Il est établi que le banquier est tenu à un devoir général de vigilance. Ce devoir consiste pour le banquier à prêter attention à certaines opérations réalisées par ses clients et qui transitent par leur compte bancaire, dès lors qu'elles présentent un caractère anormal. En application de ce devoir de vigilance, la banque présentatrice est tenue de détecter les anomalies apparentes d'un chèque qu'elle est chargée d'encaisser pour le compte de son client et qu'en s'en abstenant elle prend un risque dont elle doit assumer les conséquences (Com 9 juillet 2002, n°00-22.788 ; Com., 17 septembre 2013, n°12-18.202). L'anomalie apparente est celle qui ne doit pas échapper au banquier diligent. Son appréciation ne peut dès lors se faire qu'en fonction des circonstances de chaque espèce, c'est-à-dire in concreto.
Au-delà de ce contrôle du titre lui-même, le banquier présentateur, parce qu'il est tenu de ne pas s'immiscer dans les affaires de son client, n'a pas sauf indices évidents, propres à faire douter de la régularité des opérations effectuées par son client, à procéder à des investigations sur l'origine et l'importance des fonds qu'il verse sur son compte (Com., 30 septembre 2008, n 07-18.988 ; Com., 16 octobre 2012, n°11-19.981).
En l'espèce, il est produit aux débats par la banque la copie des trois chèques litigieux encaissés les 24 octobre et 2 novembre 2018 par Mme [L]. Il est exact que ces copies ne sont pas en couleur, mais elles sont parfaitement lisibles et de bonne qualité. Or, force est de constater qu'ils ne présentent pas d'anomalies apparentes, ils sont signés, datés et les mentions du montant et du bénéficiaire qui sont dactylographiées ne comportent aucune rature. Les mentions obligatoires sont toutes présentes. La seule erreur résulte pour l'un des chèques (celui de 40 072 euros), d'une différence sur un chiffre entre le montant en lettres et en chiffres. Cette seule différence ne caractérise pas pour autant à elle-seule une falsification.
Dès lors, en l'absence d'anomalies apparentes caractérisées, la banque présentatrice n'était pas tenue de diligences particulières.

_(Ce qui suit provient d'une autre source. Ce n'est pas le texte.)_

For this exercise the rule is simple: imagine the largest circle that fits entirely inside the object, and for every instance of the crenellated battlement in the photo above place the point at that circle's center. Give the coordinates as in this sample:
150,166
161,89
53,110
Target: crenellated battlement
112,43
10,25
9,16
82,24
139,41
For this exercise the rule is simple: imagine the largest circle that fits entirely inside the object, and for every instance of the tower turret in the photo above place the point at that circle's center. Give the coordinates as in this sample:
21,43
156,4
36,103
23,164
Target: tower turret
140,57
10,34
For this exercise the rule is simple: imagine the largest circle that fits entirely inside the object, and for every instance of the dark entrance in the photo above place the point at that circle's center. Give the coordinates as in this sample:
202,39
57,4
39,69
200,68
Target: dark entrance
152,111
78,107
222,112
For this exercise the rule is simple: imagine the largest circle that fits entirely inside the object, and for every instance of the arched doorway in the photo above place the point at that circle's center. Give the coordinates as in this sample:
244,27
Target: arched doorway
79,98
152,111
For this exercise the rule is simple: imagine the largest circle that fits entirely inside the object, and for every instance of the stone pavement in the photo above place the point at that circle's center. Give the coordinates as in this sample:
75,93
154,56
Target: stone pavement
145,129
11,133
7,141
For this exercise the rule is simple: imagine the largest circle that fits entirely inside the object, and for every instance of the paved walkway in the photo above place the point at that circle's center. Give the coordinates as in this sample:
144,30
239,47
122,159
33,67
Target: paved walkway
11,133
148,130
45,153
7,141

Par ailleurs, le fait que Mme [L] ait encaissé sur son compte plusieurs chèques d'un montant important en un mois ne permet pas de présumer que l'opération soit illicite ou frauduleuse et n'appelle pas de la part du banquier un contrôle particulier, alors que ces chèques n'avaient d'ailleurs pas été émis par le même tiré. En outre, Mme [L] reconnaît que c'est elle-même qui a déposé ces chèques sur son compte, elle ne peut donc reprocher à la banque de ne pas avoir contrôlé spécifiquement ses propres actes.
Dès lors, il n'est pas rapporté la preuve d'une faute de la banque et sa responsabilité ne pourra être engagée de ce fait.
Sur le délai de rejet des chèques
Mme [L] soutient en outre, que la banque a manqué à son obligation de vérifier les conditions requises pour effectuer un virement et notamment le solde disponible sur le compte. L'inscription au crédit du compte ne vaut pas encaissement et de fait le montant d'un chèque en instance d'encaissement ne peut pas constituer une provision disponible (Com., 4 mars 1986). La Lyonnaise de banque en ne vérifiant ni la provision du compte de Mme [L], ni l'absence de risque de non-paiement des chèques a commis une nouvelle faute qui engage sa responsabilité quant à l'exécution à torts des ordres de virement.
La banque soutient qu'aucun délai n'est prévu pour vérifier le chèque et ainsi, le délai de 12 jours n'est pas déraisonnable. En outre, dès lors que les chèques sont déposés, la provision est disponible. Par ailleurs, Mme [L] était informée du risque de non-provision compte tenu d'un premier chèque déjà impayé antérieurement.
Selon l'article L.131-31 du code monétaire et financier, le chèque est payable à vue. Toute mention contraire est réputée non écrite.